AI in cardiology: ChatGPT leads, but not ready to replace doctors

While ChatGPT emerged as the front-runner in this study, the authors caution against premature clinical adoption of any general-purpose AI for autonomous decision-making. The findings indicate that without domain-specific fine-tuning and stringent oversight, even the best-performing models are not ready to replace human judgment in clinical cardiology.


CO-EDP, VisionRICO-EDP, VisionRI | Updated: 21-07-2025 17:51 IST | Created: 21-07-2025 17:51 IST
AI in cardiology: ChatGPT leads, but not ready to replace doctors
Representative Image. Credit: ChatGPT

With the rapid integration of artificial intelligence (AI) becomes increasingly integrated into healthcare, questions about its clinical reliability are more urgent than ever. In a newly published empirical investigation, Italian researchers critically examine how today’s top general-purpose language models perform when faced with cardiology-specific queries. 

The study, titled “Evaluating Large Language Models in Cardiology: A Comparative Study of ChatGPT, Claude, and Gemini”, is published in the journal Hearts. The research delivers one of the first systematic evaluations of large language models (LLMs) within the high-stakes domain of cardiology.

Can General-Purpose AI Assist in Cardiological Decision-Making?

The study addresses a pressing question in clinical innovation: can broadly trained AI models provide dependable answers in cardiology - a field where accuracy is non-negotiable? The researchers put three of the most prominent LLMs, ChatGPT (OpenAI), Claude (Anthropic), and Gemini (Google DeepMind), through a rigorous head-to-head comparison.

A total of 70 clinical prompts were crafted and divided by diagnostic phase (pre-diagnosis and post-diagnosis) and by user type (patient vs. physician). These prompts simulated real-world questions from both patients seeking information and clinicians seeking assistance. Each model responded to all prompts, and their answers were then blindly evaluated by three expert cardiologists using a standardized 5-point Likert scale. The evaluators assessed the responses across four critical dimensions: scientific accuracy, completeness, clarity, and coherence.

The results showed that ChatGPT consistently outperformed its competitors. On average, ChatGPT scored between 3.7 and 4.2, compared to Claude’s 3.4–4.0 and Gemini’s lower 2.9–3.7. Pre-diagnostic and patient-focused queries elicited stronger performance across all three models, suggesting that current LLMs are better at managing general informational content rather than technical, post-diagnostic specifics.

How did the models differ and why does it matter?

The differences in model output were not merely numerical, they had practical implications. ChatGPT’s responses were more aligned with the expectations of experienced cardiologists, particularly in terms of clarity and coherence. Claude followed closely but trailed in accuracy and depth, while Gemini showed the most inconsistency, especially in post-diagnosis physician-level queries.

Despite these disparities, none of the models achieved perfect scores, underscoring the persistent limitations of LLMs in specialized medical fields. Even ChatGPT’s leading performance revealed areas that require human supervision and expert validation. The study found that performance varied depending on the structure and context of the question, with patient-framed queries yielding more complete and comprehensible answers than those framed from a physician’s perspective.

To ensure the robustness of their findings, the authors applied comprehensive statistical analyses, including Kruskal–Wallis tests, Dunn’s post hoc tests, Kendall’s W, and weighted kappa metrics. These tests confirmed a substantial level of agreement among the cardiologist reviewers, adding credibility to the comparative outcomes.

What are the clinical and ethical implications?

While ChatGPT emerged as the front-runner in this study, the authors caution against premature clinical adoption of any general-purpose AI for autonomous decision-making.
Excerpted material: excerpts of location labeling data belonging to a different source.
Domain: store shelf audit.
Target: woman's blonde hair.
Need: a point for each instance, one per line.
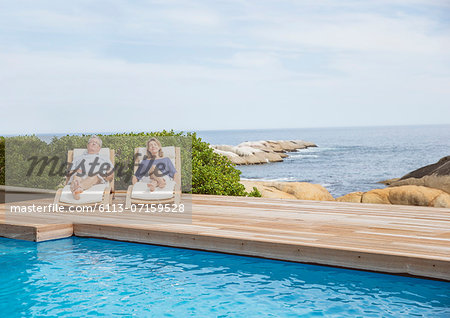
(149, 154)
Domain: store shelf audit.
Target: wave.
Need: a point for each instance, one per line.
(271, 179)
(303, 156)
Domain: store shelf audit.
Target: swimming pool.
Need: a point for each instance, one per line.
(76, 277)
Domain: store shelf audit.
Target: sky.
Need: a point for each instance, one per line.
(135, 65)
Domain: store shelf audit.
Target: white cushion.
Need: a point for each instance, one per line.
(167, 151)
(142, 192)
(92, 195)
(104, 152)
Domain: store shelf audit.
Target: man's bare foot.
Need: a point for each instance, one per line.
(76, 193)
(74, 185)
(161, 183)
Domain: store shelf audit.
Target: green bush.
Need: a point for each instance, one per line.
(203, 171)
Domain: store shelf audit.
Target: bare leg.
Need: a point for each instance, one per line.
(75, 187)
(89, 182)
(161, 182)
(78, 185)
(152, 185)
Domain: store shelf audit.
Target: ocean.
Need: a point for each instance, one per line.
(346, 159)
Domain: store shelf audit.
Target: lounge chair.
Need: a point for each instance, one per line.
(97, 194)
(139, 193)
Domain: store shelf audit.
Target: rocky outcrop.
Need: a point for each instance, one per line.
(436, 175)
(289, 190)
(403, 195)
(354, 197)
(257, 152)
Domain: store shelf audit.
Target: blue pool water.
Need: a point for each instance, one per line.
(77, 277)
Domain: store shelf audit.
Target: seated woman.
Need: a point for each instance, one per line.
(155, 168)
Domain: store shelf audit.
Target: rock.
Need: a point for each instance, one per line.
(289, 190)
(388, 181)
(436, 175)
(234, 158)
(378, 196)
(413, 195)
(354, 197)
(407, 195)
(442, 201)
(263, 151)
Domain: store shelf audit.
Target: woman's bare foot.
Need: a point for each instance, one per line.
(76, 193)
(151, 187)
(161, 183)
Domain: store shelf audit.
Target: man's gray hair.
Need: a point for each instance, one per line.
(97, 138)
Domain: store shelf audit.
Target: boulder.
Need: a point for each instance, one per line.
(407, 195)
(436, 175)
(257, 152)
(289, 190)
(234, 158)
(378, 196)
(354, 197)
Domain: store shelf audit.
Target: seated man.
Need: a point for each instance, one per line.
(90, 168)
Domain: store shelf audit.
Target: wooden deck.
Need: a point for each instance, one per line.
(385, 238)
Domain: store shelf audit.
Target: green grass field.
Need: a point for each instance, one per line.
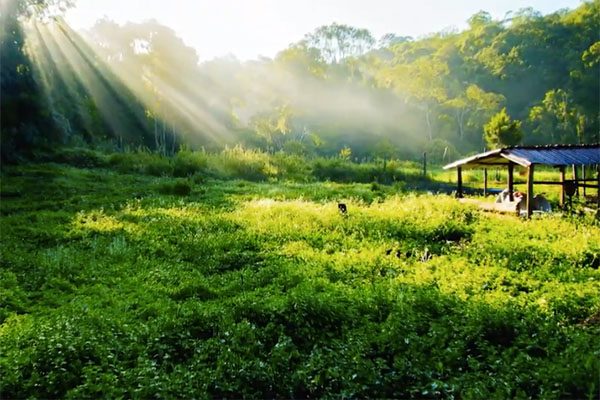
(123, 285)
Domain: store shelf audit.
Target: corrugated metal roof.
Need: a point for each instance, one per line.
(556, 155)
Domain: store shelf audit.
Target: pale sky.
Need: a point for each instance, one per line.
(252, 28)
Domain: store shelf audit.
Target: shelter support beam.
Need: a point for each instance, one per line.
(459, 182)
(511, 169)
(530, 171)
(562, 186)
(583, 177)
(485, 181)
(575, 180)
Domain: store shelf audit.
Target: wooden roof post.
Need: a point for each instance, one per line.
(562, 186)
(598, 192)
(459, 182)
(530, 170)
(583, 178)
(485, 181)
(575, 180)
(511, 168)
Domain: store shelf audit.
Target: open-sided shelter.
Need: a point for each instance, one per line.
(559, 156)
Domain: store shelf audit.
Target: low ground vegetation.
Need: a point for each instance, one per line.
(119, 281)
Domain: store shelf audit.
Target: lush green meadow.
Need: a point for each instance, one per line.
(117, 283)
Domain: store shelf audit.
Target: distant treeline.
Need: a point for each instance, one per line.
(527, 79)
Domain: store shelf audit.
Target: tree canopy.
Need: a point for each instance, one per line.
(140, 85)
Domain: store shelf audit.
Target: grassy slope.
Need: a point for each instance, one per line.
(243, 289)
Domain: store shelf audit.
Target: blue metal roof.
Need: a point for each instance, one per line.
(555, 155)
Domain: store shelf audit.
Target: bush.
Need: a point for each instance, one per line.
(79, 157)
(188, 163)
(142, 162)
(177, 188)
(237, 162)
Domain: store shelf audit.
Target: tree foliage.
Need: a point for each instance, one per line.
(501, 130)
(336, 87)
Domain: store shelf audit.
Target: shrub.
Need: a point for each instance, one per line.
(79, 157)
(177, 188)
(141, 162)
(241, 163)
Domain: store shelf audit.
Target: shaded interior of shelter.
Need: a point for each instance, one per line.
(583, 161)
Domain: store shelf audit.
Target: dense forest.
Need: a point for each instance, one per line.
(526, 79)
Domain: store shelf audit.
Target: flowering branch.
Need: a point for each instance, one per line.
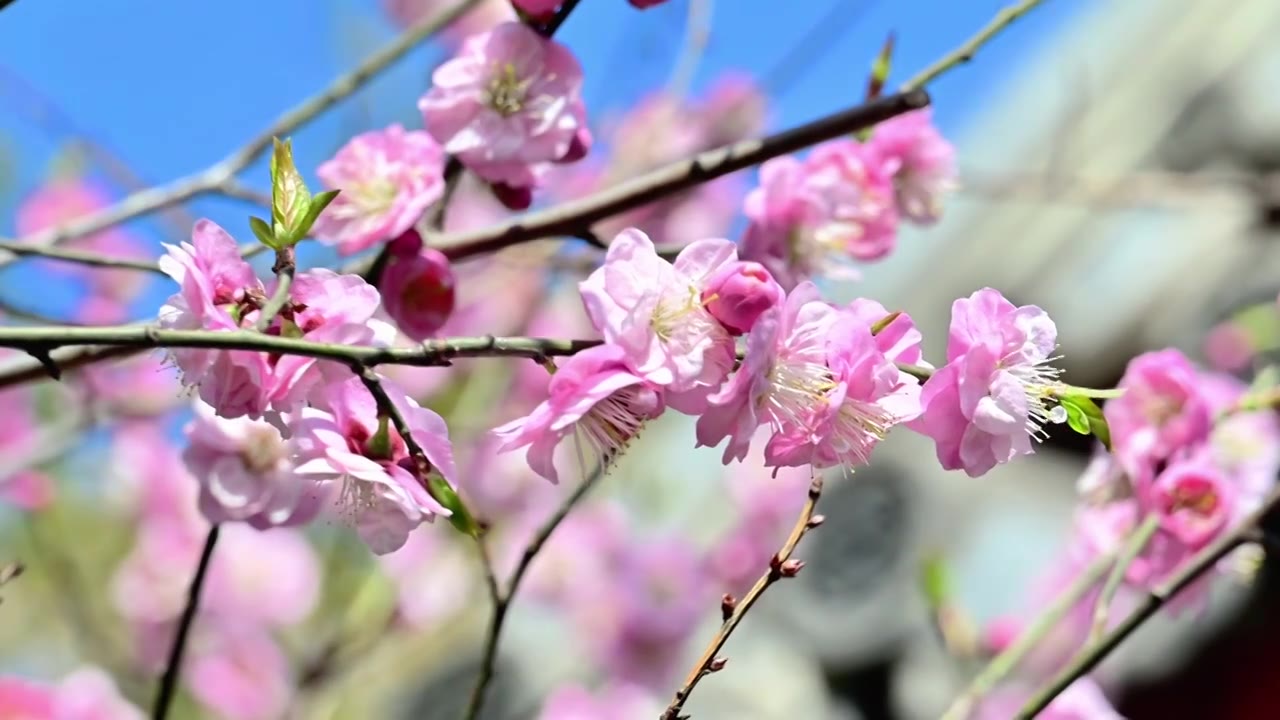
(169, 680)
(1156, 598)
(502, 600)
(781, 565)
(576, 217)
(120, 340)
(220, 174)
(965, 53)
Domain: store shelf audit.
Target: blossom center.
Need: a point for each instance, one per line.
(507, 92)
(672, 311)
(261, 450)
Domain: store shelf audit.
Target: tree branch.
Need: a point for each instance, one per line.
(1156, 598)
(173, 668)
(218, 176)
(780, 566)
(577, 217)
(502, 600)
(965, 53)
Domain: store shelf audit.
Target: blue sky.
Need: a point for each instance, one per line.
(170, 87)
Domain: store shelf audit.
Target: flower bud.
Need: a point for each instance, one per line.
(739, 294)
(417, 288)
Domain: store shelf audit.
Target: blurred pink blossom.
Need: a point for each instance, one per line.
(594, 397)
(353, 446)
(388, 180)
(922, 163)
(507, 105)
(653, 310)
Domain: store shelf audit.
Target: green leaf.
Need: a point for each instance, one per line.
(291, 200)
(263, 232)
(1084, 417)
(318, 204)
(443, 493)
(935, 580)
(1077, 419)
(880, 69)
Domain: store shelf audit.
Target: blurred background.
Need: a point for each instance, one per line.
(1118, 165)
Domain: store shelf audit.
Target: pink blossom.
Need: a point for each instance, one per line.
(739, 292)
(816, 376)
(216, 288)
(617, 702)
(899, 340)
(388, 178)
(814, 217)
(653, 310)
(554, 575)
(1161, 411)
(920, 162)
(991, 399)
(432, 577)
(65, 199)
(350, 443)
(539, 10)
(659, 592)
(240, 673)
(417, 287)
(88, 693)
(1194, 502)
(597, 397)
(1229, 347)
(507, 105)
(264, 578)
(246, 472)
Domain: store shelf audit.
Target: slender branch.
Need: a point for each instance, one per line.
(1137, 541)
(173, 668)
(1156, 598)
(965, 53)
(81, 258)
(577, 215)
(216, 176)
(120, 340)
(1011, 656)
(780, 566)
(502, 600)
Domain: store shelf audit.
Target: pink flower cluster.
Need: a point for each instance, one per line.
(510, 108)
(1180, 455)
(87, 693)
(279, 437)
(824, 379)
(259, 584)
(845, 200)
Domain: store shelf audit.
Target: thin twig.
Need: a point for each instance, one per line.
(77, 256)
(1156, 598)
(215, 177)
(780, 566)
(965, 53)
(1132, 550)
(173, 668)
(1011, 656)
(502, 600)
(123, 340)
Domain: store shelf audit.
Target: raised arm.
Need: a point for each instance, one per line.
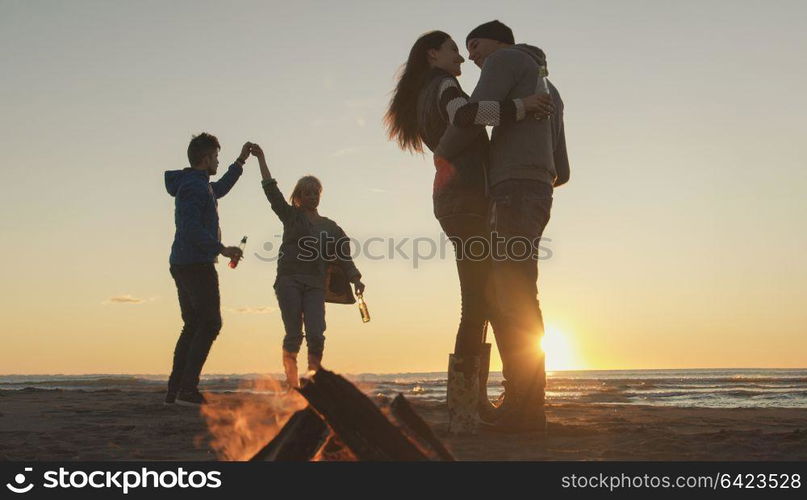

The findings indicate that without domain-specific fine-tuning and stringent oversight, even the best-performing models are not ready to replace human judgment in clinical cardiology.

The study also highlights the importance of context-awareness. Questions posed by patients triggered more accurate and understandable answers, suggesting that AI tools may be better suited for front-line educational or triage tasks rather than serving as back-end clinical advisors—at least for now. This nuance has substantial implications for how LLMs should be integrated into healthcare workflows and where safeguards must be implemented.

Furthermore, the researchers stress that while LLMs like ChatGPT show clear promise, the road to clinical certification and real-world deployment must be paved with rigorous testing, interdisciplinary collaboration, and policy frameworks that address accountability and transparency.